U.S. Pat. No. 10,544,030 describes a four-compartment juice container. Liquid contents are dispensed through a bottom portion of the container via an integrated valve actuated dispensing mechanism. However, such arrangement requires numerous complicated parts that may not facilitate ease of cleaning. Further, it may prove difficult or inconvenient to empty each compartment of liquid contents completely.
The present disclosure seeks to address, ameliorate and/or avoid one of more of such disadvantages or provide useful alternatives to known designs.
SUMMARY
Provided herein is a multiple-compartment pitcher for holding one or more liquids and/or ice in separate compartments.

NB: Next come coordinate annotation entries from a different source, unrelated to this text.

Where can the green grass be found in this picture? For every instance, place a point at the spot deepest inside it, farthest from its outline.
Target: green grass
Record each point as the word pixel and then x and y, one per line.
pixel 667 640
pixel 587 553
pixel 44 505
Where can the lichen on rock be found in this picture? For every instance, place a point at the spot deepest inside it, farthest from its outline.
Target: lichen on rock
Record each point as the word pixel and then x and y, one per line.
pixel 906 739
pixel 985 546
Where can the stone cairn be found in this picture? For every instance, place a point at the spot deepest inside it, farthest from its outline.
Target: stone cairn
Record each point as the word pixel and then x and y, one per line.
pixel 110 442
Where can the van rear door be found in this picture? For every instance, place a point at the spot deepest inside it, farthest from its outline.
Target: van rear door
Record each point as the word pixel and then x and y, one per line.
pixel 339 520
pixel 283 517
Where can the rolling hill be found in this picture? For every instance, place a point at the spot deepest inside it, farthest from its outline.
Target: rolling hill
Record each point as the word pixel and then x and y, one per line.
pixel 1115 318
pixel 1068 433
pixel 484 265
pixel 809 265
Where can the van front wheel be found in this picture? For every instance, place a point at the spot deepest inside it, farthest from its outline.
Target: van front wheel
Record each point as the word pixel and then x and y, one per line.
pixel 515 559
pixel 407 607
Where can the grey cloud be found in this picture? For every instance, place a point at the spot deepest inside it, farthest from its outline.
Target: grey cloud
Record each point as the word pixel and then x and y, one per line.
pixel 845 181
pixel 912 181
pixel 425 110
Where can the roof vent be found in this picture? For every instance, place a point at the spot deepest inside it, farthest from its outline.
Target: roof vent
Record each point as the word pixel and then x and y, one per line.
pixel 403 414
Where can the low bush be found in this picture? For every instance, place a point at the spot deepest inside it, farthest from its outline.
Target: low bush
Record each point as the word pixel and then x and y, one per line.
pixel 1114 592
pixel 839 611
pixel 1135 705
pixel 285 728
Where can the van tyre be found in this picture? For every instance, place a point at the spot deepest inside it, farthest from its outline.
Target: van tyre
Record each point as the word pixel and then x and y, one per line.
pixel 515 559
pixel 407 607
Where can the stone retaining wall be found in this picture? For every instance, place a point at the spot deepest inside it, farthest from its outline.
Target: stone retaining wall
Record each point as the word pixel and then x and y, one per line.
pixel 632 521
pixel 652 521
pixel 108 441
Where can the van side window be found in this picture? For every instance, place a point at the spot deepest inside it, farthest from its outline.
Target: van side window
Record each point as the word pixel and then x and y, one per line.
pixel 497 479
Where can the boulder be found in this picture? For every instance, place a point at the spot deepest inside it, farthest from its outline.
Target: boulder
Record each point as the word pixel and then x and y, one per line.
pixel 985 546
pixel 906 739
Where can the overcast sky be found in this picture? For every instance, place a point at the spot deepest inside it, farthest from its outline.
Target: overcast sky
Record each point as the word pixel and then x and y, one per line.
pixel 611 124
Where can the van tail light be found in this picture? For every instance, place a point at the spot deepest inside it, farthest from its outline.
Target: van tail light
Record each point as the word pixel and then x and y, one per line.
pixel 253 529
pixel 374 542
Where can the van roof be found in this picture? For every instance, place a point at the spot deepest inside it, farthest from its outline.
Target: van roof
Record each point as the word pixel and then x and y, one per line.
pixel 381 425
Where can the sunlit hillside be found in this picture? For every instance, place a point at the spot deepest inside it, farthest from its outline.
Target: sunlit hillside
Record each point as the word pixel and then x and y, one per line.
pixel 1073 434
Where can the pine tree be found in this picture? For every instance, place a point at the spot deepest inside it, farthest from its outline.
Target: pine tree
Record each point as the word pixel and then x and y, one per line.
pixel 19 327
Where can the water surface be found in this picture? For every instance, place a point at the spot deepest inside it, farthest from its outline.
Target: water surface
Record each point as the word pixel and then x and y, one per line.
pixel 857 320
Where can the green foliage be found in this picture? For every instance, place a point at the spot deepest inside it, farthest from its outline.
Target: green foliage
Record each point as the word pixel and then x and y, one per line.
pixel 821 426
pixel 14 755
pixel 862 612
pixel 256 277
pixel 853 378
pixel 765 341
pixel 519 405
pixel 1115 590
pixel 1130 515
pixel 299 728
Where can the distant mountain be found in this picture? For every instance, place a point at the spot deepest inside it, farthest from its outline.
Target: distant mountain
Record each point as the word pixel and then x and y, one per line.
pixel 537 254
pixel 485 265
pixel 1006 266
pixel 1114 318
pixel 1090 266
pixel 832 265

In one embodiment, there is provided a pitcher comprising two, three or more compartments, each having openings in communication with the bottom portion of a respective compartment. Each opening receives a downspout (e.g., faucets, taps or spigots) through which flows liquid from a respective compartment and is actuated between a closed and an open position by a user. The design has advantages over existing multiple compartment beverage containers with downspouts. Such containers may need to be tipped manually to remove residual liquid contents by grasping both hands around opposing side walls of the container, but this is often not practical for heavy, multiple compartment containers. To address this problem, the pitcher described herein comprises a handle that allows it to be tilted to remove last remaining amounts of beverage from the bottom of each compartment through each downspout. In addition, the pitcher disclosed herein may be tapered so that its cross-sectional area decreases from the top of the pitcher to the bottom, further facilitating removal of the last amounts of beverage from each compartment due to the smaller volume at the bottom portion of the pitcher. Yet a further advantage is the provision of venting openings in the lid. Such openings are positioned in the lid so that air can flow out from each respective compartment, thereby facilitating discharge of the liquid contents of each compartment independently of the other.
In another aspect, the disclosure provides a multiple-compartment pitcher that has spouts formed in the top of the pitcher body and in which the compartments and spouts are arranged to facilitate the pouring of liquid from each compartment by a user. As discussed, prior pitcher designs provide spouts at 180 degrees from one another and at respective right angles to a handle. However, such a design makes the pouring of each beverage from the separate compartments cumbersome. The handle must be grasped and the spout positioned over a glass or tumbler. The pitcher must then be tilted to the left or right for pouring of the beverage, and in doing so, the wrist must be twisted sideways. The present pitcher design, according to an alternate embodiment, has spouts that are at least 110 degrees from a handle. The pitcher can be tipped forward or at a slight angle with respect to the handle to dispense the beverage from a given compartment. In this manner, the handle can be grasped and the force used to tilt the pitcher forward is exerted by the forearm and elbow rather than solely by the action of the wrist. Not only is the wrist of a user subject to less strain, but the pitcher can be tilted and liquid dispensed in a single smooth movement.
BRIEF DESCRIPTION OF DRAWINGS
FIG. 1 is a three-dimensional drawing of a pitcher having two spouts and two respective compartments according to a first embodiment.
FIG. 2 is another three-dimensional drawing of a pitcher having two spouts as seen from a different angle.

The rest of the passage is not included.